The champion stated that the situation was absurd. They explained that rain falls and makes things wet, and it still ends up in the same river. They believe that there was a sense of laziness, thinking they had done enough. This unexpected turn of events completely surprised them.

She requested revised flood analysis nationwide to ensure it accurately predicts flood hazards, and a new rapid notification system to warn people of potential flooding.

She stated that the world and its environment have undergone changes, but the EA has not adjusted their plans to factor that in. She also mentioned that the construction of two new housing estates in Catcliffe has likely worsened the risk of flooding, in addition to the impacts of the climate crisis.

Coffey stated that the Department for Environment, Food and Rural Affairs (Defra) and the EA will conduct a swift examination to determine “areas for improvement.”

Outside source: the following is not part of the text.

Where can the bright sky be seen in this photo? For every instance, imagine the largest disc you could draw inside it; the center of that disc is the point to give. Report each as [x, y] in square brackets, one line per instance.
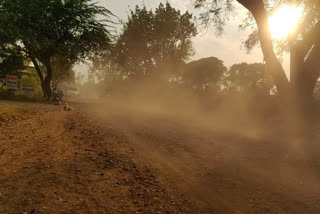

A representative from the Environment Agency stated: “We are aware of the destructive consequences of flooding and our sympathies go out to those impacted. However, it is false that no alerts were given in Catcliffe. We issued one on Friday morning to caution the community about the potential dangers of Storm Babet.”

“Our teams nationwide worked tirelessly to clear screens, debris, and install defenses, resulting in the protection of over 96,000 properties. We are currently evaluating options for additional support to the Catcliffe community in collaboration with local MPs and the council.”